And when the victory shall be complete-when there shall be neither slave nor drunkard on the earth-how proud the title of that land which may truly claim to be the birthplace and the cradle of both those resolutions that shall have ended in that victory. How nobly distinguished that people who shall have planted and nurtured to maturity both the political and moral freedom of their species.”
“For the man suddenly or in any other way to break off from the use of drams, who has indulged in them for a long course of years and until his appetite for them has grown tenor a hundred-fold stronger and more craving than any natural appetite can be, requires a most powerful moral effort. In such an undertaking he needs every moral support and influence that can possibly be brought to his aid and thrown around him.”
“It is an old and a true maxim that ‘a drop of honey catches more flies than a gallon of gall.’ So with men. If you would win a man to your cause, first convince him that you are his sincere friend.”
“Is it just to assail, condemn, or despise them? The universal sense of mankind on any subject is an argument, or at least an influence, not easily overcome. The success of the argument in favor of the existence of an overruling providence mainly depends upon that sense; and men ought not in justice to be denounced for yielding to it in any case, or giving it up slowly, especially when they are backed by interest, fixed habits, or burning appetites.”

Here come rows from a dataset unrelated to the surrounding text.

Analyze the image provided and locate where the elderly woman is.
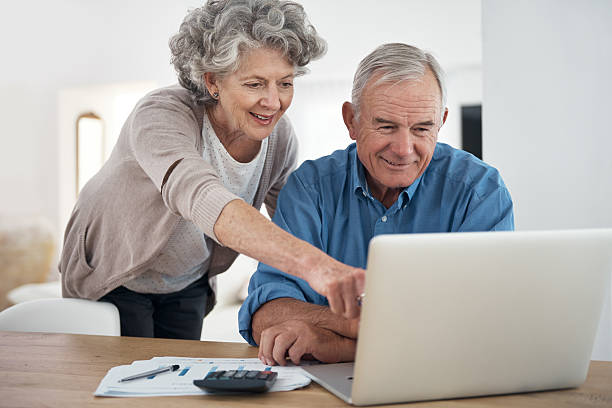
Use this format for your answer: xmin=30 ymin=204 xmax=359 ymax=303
xmin=60 ymin=0 xmax=364 ymax=339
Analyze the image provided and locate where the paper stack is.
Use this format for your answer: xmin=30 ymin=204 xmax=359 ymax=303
xmin=94 ymin=357 xmax=310 ymax=397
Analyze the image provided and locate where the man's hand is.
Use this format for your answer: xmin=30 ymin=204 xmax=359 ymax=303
xmin=258 ymin=320 xmax=356 ymax=366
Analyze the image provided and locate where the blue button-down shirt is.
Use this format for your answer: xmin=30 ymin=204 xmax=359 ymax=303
xmin=238 ymin=143 xmax=514 ymax=345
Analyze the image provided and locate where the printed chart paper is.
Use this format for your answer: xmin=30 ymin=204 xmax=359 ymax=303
xmin=94 ymin=357 xmax=310 ymax=397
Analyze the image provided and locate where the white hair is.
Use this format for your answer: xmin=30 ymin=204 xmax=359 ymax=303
xmin=351 ymin=43 xmax=446 ymax=123
xmin=170 ymin=0 xmax=327 ymax=105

“Another error, as it seems to me, into which the old reformers fell, was the position that all habitual drunkards were utterly incorrigible, and therefore must be turned adrift and damned without remedy in order that the grace of temperance might abound, to the temperate then, and to all mankind some hundreds of years thereafter. There is in this attitude something so repugnant to humanity, so uncharitable, so cold-blooded and feelingless, that it never did nor ever can enlist the enthusiasm of a popular cause.”